Hugh, good post. From where I sit, I see the good parts of religion downplayed, while the strident views come to the forefront as supposedly noble causes. The quiet many do not speak out as their religion is kidnapped by these folks. Coupled with a demonization of the supposed enemy, this new righteousness of purpose can lead people to do things they would not normally do.
I am reminded of the wonderful book and movie “The Book Thief” where the father reintroduces humanity to others as he defends a man who the Nazi’s have arrested. The narrator notes he makes the others embarrassed for the fear of intervening.
Thanks for the thoughtful exercise. Keith
You are most welcome! Thanks for the response.
My thanks to you, too, Hugh, for this very thoughtful piece. Organized or political violence so often seems to be a result of mass despair or continual frustration and alienation of the hopes of whole groups. And it never ultimately succeeds or, if it does, doesn’t prevail for long. I wish we could impart the latter notion more strongly in the minds of those who turn to violence. It’s up to us as a culture, a civilization to continue to address the former — the root causes of mass violence: poverty, discrimination, disenfranchisement. Not that those causes excuse the violence, certainly, nor the evil that we’ve seen in the Nazis, in Rwanda, in the Klan, etc.
I read something over the weekend about the factors and personalities behind the Irish Easter Rising rebellion of 1916. Many of the young men — several in leadership positions — sounded pretty much like zur Linde. Fanatically convinced that violence, even their blood sacrifice, is necessary to bring about a new day in Ireland. Well, of course, they failed. So did eight more decades of violence.

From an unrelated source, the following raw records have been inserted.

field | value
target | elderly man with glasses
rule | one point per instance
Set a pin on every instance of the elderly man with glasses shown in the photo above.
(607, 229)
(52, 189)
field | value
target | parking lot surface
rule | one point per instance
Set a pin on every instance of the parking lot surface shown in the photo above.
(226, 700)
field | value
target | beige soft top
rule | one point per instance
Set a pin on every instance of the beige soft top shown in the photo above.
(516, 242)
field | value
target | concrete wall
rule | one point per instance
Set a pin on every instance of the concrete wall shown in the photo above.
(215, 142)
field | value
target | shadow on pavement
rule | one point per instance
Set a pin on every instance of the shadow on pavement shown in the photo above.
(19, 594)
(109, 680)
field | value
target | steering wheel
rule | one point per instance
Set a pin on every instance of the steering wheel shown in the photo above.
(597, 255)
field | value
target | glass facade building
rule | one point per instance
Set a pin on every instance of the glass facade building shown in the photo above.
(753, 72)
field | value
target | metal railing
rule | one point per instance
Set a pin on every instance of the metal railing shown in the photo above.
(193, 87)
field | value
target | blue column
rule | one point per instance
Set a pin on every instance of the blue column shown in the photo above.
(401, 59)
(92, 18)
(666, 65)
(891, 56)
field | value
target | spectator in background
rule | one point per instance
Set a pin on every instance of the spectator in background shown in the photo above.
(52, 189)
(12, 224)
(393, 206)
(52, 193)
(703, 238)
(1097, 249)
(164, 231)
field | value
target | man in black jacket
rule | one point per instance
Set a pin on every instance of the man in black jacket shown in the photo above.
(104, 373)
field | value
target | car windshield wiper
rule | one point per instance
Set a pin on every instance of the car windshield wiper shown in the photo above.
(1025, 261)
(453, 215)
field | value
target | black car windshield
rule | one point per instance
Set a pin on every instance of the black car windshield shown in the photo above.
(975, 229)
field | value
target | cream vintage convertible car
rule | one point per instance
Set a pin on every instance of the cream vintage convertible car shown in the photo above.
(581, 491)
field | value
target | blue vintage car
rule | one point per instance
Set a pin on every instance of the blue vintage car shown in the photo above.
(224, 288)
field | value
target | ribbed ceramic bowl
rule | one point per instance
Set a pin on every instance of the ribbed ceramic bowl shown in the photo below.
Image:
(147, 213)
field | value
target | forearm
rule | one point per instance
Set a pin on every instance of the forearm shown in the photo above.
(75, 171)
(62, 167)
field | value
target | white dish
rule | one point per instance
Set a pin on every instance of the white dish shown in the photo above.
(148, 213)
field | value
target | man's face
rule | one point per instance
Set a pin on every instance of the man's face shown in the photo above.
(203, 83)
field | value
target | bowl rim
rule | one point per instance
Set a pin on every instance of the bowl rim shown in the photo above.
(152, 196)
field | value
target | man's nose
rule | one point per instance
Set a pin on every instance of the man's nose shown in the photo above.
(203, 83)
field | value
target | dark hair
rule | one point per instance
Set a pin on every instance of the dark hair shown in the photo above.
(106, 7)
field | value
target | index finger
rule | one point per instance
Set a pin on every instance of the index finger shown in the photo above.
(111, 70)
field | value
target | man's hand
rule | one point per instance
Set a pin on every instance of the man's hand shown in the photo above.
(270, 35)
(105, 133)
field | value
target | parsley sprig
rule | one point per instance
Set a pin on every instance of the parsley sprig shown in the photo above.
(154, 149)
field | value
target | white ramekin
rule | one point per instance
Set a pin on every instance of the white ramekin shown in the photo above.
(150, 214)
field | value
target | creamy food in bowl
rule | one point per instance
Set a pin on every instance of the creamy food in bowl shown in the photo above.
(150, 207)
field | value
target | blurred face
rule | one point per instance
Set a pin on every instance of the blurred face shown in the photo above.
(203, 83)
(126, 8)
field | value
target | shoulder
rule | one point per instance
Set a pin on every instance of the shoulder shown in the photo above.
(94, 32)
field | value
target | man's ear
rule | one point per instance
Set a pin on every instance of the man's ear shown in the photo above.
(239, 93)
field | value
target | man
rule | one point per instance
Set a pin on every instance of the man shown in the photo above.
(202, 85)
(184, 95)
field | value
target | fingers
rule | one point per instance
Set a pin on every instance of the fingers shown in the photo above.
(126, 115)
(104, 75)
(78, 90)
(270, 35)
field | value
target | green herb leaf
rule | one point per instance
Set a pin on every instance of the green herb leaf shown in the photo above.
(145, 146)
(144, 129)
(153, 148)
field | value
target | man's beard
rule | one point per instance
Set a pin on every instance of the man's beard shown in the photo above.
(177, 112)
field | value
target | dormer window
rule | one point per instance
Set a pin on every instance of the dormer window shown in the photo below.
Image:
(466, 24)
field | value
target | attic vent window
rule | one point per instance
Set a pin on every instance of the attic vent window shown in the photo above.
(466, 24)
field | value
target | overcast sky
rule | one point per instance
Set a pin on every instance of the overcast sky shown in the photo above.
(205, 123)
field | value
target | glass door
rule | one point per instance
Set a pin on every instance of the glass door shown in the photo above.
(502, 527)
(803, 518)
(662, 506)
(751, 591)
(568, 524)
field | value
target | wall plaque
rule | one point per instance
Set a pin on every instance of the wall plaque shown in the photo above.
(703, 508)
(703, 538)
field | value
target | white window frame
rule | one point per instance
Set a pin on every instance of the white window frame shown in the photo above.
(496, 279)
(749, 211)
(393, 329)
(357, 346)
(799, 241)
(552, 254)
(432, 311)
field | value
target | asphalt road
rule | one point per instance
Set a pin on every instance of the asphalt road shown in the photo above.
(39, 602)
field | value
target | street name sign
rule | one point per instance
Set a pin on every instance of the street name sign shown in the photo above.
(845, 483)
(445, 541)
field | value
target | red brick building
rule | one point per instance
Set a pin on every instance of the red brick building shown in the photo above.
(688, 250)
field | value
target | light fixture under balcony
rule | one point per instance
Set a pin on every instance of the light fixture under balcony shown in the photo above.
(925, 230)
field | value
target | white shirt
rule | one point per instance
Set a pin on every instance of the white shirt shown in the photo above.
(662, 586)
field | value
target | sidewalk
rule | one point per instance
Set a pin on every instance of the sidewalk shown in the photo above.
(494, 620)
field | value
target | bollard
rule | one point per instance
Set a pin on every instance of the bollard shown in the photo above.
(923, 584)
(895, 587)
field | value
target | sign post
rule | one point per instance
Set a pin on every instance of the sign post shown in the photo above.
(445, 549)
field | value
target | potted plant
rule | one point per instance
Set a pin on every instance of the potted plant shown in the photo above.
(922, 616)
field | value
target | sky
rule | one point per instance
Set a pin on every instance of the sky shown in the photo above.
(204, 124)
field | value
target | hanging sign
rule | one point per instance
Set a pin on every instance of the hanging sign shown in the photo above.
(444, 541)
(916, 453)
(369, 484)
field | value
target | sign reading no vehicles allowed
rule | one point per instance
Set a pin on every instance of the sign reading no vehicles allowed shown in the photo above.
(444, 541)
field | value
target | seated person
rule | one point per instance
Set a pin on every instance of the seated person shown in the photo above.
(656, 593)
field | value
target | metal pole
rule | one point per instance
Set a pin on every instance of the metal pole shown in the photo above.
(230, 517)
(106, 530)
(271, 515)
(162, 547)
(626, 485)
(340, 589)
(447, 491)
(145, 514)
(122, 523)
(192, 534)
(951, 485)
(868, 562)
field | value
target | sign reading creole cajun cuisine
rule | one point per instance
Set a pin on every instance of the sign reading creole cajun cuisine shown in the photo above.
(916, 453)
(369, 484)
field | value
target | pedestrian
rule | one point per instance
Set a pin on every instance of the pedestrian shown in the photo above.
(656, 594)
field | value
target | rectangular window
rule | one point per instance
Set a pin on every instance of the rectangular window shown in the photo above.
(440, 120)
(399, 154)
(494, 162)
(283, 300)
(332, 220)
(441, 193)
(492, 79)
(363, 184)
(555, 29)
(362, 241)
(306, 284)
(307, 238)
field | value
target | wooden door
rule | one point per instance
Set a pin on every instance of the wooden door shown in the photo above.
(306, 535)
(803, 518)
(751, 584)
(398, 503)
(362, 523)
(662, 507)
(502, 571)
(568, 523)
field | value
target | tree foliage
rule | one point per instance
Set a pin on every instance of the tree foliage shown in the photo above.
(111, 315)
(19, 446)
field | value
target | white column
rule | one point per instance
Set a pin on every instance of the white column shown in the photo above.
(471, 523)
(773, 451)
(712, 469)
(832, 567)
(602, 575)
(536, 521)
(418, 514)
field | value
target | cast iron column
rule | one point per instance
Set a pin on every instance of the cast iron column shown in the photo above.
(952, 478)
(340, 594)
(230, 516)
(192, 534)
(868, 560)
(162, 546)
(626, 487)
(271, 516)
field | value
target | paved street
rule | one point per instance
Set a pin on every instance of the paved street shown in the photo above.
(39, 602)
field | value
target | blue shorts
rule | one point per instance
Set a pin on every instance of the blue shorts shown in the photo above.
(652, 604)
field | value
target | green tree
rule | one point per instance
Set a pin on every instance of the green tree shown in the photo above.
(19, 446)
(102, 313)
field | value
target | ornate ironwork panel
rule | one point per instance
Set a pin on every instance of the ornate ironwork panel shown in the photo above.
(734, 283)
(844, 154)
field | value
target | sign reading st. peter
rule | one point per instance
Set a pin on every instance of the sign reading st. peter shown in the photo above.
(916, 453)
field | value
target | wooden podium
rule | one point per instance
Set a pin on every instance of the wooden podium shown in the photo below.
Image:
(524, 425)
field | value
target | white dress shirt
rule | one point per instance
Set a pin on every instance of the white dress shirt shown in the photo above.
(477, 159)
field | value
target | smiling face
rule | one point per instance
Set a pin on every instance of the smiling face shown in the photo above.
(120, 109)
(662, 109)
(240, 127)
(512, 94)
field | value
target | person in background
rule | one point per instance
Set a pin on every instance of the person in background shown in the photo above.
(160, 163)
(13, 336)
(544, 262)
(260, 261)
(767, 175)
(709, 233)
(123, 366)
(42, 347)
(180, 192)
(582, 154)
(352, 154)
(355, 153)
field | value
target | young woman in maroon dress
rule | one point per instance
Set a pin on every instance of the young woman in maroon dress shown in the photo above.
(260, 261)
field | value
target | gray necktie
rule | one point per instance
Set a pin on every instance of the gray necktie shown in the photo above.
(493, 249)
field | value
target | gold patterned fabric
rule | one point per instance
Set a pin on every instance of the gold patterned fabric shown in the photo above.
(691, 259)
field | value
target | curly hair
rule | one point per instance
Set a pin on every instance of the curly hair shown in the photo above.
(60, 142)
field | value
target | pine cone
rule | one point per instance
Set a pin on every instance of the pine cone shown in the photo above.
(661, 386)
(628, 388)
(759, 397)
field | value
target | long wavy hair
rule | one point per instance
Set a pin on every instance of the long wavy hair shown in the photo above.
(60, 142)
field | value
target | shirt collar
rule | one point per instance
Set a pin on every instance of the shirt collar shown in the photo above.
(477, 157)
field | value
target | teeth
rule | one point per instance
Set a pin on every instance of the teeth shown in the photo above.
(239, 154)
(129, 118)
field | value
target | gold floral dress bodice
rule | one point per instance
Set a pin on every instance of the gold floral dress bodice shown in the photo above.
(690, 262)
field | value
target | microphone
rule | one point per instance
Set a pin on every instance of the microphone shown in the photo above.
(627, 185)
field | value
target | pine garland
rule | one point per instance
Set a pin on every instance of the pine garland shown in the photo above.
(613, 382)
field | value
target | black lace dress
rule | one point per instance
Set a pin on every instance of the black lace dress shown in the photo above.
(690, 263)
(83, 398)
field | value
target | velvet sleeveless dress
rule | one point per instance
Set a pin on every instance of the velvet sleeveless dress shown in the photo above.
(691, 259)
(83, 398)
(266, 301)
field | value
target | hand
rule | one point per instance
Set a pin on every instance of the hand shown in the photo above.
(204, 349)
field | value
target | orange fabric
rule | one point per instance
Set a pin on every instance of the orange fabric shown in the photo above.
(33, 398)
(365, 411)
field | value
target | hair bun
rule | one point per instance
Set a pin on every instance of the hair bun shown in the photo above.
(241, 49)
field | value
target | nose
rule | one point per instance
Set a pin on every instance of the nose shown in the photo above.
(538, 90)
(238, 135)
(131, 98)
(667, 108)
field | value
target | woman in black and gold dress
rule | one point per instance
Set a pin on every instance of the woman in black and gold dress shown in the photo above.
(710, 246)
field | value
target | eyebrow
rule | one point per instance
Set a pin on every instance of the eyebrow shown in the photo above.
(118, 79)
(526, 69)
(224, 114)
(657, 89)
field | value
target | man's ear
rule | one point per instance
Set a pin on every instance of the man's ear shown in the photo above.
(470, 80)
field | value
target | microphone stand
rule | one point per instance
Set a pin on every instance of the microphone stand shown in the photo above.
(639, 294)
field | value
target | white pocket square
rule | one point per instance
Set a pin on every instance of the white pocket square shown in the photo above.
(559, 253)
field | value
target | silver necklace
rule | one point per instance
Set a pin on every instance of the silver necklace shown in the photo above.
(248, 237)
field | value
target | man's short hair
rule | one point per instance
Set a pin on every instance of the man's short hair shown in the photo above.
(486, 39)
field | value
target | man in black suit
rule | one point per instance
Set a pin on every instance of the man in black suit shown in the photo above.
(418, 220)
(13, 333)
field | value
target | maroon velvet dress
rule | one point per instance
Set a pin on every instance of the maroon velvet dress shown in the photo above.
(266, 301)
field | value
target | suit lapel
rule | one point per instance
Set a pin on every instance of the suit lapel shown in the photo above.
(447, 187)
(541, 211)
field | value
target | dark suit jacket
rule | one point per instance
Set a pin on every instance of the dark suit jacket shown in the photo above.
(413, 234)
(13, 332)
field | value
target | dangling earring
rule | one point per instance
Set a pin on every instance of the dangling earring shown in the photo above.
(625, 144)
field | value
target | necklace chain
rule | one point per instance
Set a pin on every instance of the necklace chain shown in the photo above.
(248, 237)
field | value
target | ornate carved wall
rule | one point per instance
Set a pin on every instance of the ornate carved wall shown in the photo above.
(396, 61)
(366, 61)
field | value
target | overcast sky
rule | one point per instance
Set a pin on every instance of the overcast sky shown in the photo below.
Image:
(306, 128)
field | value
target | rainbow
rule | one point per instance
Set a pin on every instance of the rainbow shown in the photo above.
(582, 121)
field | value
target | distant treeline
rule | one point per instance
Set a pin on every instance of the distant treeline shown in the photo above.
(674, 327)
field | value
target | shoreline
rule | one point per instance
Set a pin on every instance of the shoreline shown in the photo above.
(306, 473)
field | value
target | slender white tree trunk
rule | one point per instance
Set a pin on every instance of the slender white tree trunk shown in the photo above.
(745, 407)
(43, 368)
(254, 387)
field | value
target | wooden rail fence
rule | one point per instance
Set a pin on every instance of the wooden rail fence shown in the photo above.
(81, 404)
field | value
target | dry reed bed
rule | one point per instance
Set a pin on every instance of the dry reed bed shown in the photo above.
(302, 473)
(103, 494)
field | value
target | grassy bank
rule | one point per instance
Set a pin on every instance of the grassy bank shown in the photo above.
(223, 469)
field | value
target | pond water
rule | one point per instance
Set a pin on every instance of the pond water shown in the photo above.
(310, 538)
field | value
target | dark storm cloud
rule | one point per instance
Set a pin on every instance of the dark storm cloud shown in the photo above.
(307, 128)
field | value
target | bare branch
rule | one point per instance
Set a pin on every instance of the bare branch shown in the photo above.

It’s important to always keep in mind that the leaders who brought about the larges and most enduring sociological and political change of the 20th century where those who did it through peaceful means: Martin Luther King Jr., Gandhi, Mandela (in his second incarnation, after imprisonment), Jane Addams and several child-labor reformers. Granted the end of the two world wars changed the map and, especially World War II, changed some cultures through violence. (Japan and Germany were bombed and burned to the ground, forced to start over. The U.S. became fixated on power — military and economic.) But the changes of WWI were unwisely drafted and imposed and either didn’t last long or sewed chaos we still feel today. World War II’s victorious violence was necessary, but it was also an anomaly: we had to respond as hard as we did not out of fanaticism or an initial intent to bring about a new day, but simply to put a stop to two evil nations. It was one of the few times when it was right to use such violent force. But almost right away afterward, the U.S. found itself in another war — of ideology and deluded fanaticism within our own ranks. The Cold War.
We haven’t learned.
Now, we have Republicans who like the leadership of a dictator like Putin. Good Lord. Now, we have Trump who advocates or says things that would agitate us toward violent response to almost any problem America has — immigrants, trade imbalances, Muslims, Syria. I’d bet dollars to donuts that most Trump supporters would think of MLK, Gandhi, Mandela, Aung San Suu Kyi, and others like them as weaklings. In fact, of course, MLK, Gandhi, Bishop Tutu, the Dalai Lama, lived their faith so strongly, in ways the “religious” right can only pretend to say it does.
(Sorry to be long-winded. Your blog provoked a lot of thoughts for me!)
Never apologize!~ Your comment was in itself well worth reading. I did, in fact, have Trump in the back of my mind — as you doubtless know!